As creative and passionate artists, it is not uncommon for filmmakers to become one with their films, engaging with the action so much that they, too, become a part of the narrative. This approach can often be described as the participatory documentary mode, where emphasis is made on the filmmaker’s involvement. This method of documentary can be captivating, giving artists a platform to actually use their voices and presence in the unfolding story. However, many times as a filmmaker tries to collaborate with others, other subjects may shy away or at least act unnaturally. Given the presence of a camera in the room and the filmmaker listening in on the action, this is understandable. There is still beauty in the nature of these modes where a filmmaker is given the opportunity to engage themselves with the subjects, something not many other modes provide.
With this technique in mind, I was fascinated with the concept of actually being a part of my film. I wanted to tell a story that meant something to me. I decided to highlight a situation that has been going on at my apartment complex with my roommates, neighbors, and myself. I used the participatory mode to tell our story because it is something that has affected everyone, including myself. Over the past two years our apartment complex has dealt with faulty balcony doors that literally fall out of their frames, sometimes crashing on tenants. Two of my roommates have even been injured because of it.
Weighing the severity of this situation, I wanted to contribute my voice and insights to the story. I did so by creating a discussion and conversation with a few of my roommates and neighbor. Bill Nichols, the author of Introduction to Documentary, explains that within the participatory mode, “filming takes place by means of interviews and other forms of even more direct involvement, such as conversations and provocations (Nichols 22).” I applied this technique in my video, by using interviews to tell the story. I knew that if I were able to actually talk with my interview subjects, instead of solely expecting them to provide all the information on the whim, the story would unfold more smoothly. Nichols describes how a filmmaker’s questions can turn into conversations (Nichols 137). This is exactly what I aimed to do. With each question I asked, I was able to steer the conversation to the way I wanted it to go. Much like Errol Morris’s film Fast, Cheap, and Out of Control, my film is simply a conversation between the filmmaker and the subjects through the technique of talking heads.

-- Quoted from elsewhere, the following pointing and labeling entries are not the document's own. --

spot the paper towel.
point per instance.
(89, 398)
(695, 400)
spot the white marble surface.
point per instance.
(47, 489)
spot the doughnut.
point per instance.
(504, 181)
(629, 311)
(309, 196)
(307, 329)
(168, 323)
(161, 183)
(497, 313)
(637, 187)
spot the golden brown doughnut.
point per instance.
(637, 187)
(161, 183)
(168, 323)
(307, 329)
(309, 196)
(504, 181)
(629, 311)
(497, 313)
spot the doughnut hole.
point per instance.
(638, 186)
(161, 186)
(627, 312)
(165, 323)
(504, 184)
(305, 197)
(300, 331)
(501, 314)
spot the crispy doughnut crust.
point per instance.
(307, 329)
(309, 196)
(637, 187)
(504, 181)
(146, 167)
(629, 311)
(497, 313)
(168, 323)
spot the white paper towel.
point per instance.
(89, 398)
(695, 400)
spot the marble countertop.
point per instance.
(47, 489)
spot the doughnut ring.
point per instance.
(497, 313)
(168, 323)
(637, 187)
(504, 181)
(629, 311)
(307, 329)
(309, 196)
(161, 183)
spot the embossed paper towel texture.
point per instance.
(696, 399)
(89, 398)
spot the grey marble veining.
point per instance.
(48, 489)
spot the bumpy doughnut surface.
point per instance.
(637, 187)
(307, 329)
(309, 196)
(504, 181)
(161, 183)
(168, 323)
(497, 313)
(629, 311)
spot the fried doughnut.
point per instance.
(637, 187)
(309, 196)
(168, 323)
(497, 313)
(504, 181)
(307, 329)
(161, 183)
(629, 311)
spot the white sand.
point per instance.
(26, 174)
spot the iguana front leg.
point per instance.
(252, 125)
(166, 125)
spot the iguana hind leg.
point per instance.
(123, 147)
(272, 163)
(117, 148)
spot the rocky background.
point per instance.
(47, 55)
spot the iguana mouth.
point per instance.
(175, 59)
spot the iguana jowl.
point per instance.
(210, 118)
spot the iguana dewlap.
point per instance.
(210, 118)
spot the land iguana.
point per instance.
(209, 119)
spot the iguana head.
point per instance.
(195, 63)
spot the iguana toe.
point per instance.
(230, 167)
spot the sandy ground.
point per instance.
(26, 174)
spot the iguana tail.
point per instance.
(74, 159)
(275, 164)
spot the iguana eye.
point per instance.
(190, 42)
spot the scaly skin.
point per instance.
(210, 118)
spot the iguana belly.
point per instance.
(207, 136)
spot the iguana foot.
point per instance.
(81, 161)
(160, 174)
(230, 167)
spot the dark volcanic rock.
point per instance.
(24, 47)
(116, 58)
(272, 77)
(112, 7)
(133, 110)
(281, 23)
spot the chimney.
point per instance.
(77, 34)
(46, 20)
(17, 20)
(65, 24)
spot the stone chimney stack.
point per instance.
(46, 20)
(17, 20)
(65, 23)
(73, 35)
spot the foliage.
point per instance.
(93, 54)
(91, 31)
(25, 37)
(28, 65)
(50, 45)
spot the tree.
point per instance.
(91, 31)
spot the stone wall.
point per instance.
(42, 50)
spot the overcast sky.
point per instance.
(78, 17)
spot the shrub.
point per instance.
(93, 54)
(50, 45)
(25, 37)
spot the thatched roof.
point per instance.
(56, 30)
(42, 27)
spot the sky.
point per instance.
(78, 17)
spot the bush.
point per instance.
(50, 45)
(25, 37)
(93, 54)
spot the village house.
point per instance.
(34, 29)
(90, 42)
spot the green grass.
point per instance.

While it was exciting to be a part of the film myself, there was an obvious layer of inauthenticity to it. Most filmmakers realize that the presence of a camera can affect how subjects or actors behave or perform. My film was no stranger to this. I found that my friends behaved, even unconsciously, different than usual. This was understandable however, as Nichols explains that a filmmaker’s presence can often impact the film overall. In our class discussion we talked about one film that demonstrated this effect. Ross McElwee’s film Sherman’s March, presents audiences with a variety of interviews and conversations between McElwee and different women. Some of the women become incredibly shy when the camera points at them, whereas others embrace the audience and perform in front of the camera. In the participatory fashion, McElwee reacts to these reactions, because his film is just as much a part of his story as it is theirs. While the participatory mode creates an interesting dynamic between the subjects and the filmmaker, it is still a documentary mode worth exploration.
Filmmaking provides artists a podium to express themselves. In fact, an even more direct approach can be found within the participatory mode, where the emphasis is placed on the filmmakers engaging with the story and subjects. Captivated by this idea, I used this technique to tell the story of my apartment’s faulty balcony doors through interviews and conversations. Participatory documentary can sometimes create an uncommon setting, but even so, it helps to provide a situation where everyone can voice his or her thoughts, even the filmmaker.
Nichols, Bill. Introduction to Documentary, Third Edition, Indiana University Press, 2017.